Cartas de lectores
Martes 12 de Julio de 2016

Un mural de corazones

Hay ideas que surgen de una inspiración fuerte que contagian vertiginosamente. Una idea, que trascendió los límites de nuestro país...

Hay ideas que surgen de una inspiración fuerte que contagian vertiginosamente. Una idea, que trascendió los límites de nuestro país, sostenida sobre la admiración y respeto al doctor René Favaloro, fue el motor que movilizó a la creación de un mural en su memoria. Lo bueno es que la idea encontró tierra fértil. Cayó sobre personas apasionadas y sensibles que dedican su trabajo en pos de despertar el espíritu creativo y artístico a través de talleres de arte. Estas artistas de alma han logrado concretar el proyecto.
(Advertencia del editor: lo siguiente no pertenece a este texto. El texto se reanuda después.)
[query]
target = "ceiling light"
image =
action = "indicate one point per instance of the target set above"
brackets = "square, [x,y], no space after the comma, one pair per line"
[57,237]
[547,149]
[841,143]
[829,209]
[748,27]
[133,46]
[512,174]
Despertaron la adhesión de muchas otras personas que aún sin dominar la técnica de mosaiquismo, quisieron pertenecer. Una idea altruista, un proyecto posible, un árbol, corazones simulando las hojas, manos voluntariosas, familiares presentes, peatones detenidos y azorados, automóviles desacelerando al pasar con saludos de aliento. Rendirle homenaje a Favaloro mereció la dedicación de meses de trabajo constante puestos de manifiesto en un mural. En este "árbol de la vida" hay corazones coloridos, prolijos, audaces, minuciosos, arriesgados. Hay corazones amorosos, simples, armónicos. También prepotentes, provocadores, patriotas, clásicos, posmodernos, cálidos, fríos. Lisos, rugosos, tupidos, toscos, frágiles, bondadosos. Corazones apetentes, agresivos, enérgicos, alegres, cordiales, tiernos, efusivos. Todos originales, únicos. Tantos corazones como los que René Favaloro ha conocido, como los que él ha comprendido y asistido. Mi sueño es que el ciudadano que descubra el mural, se vea tentado a contemplarlo y sensibilizarse por unos instantes. Sólo eso es suficiente. Sólo eso provocará cambios. Seguramente, para bien.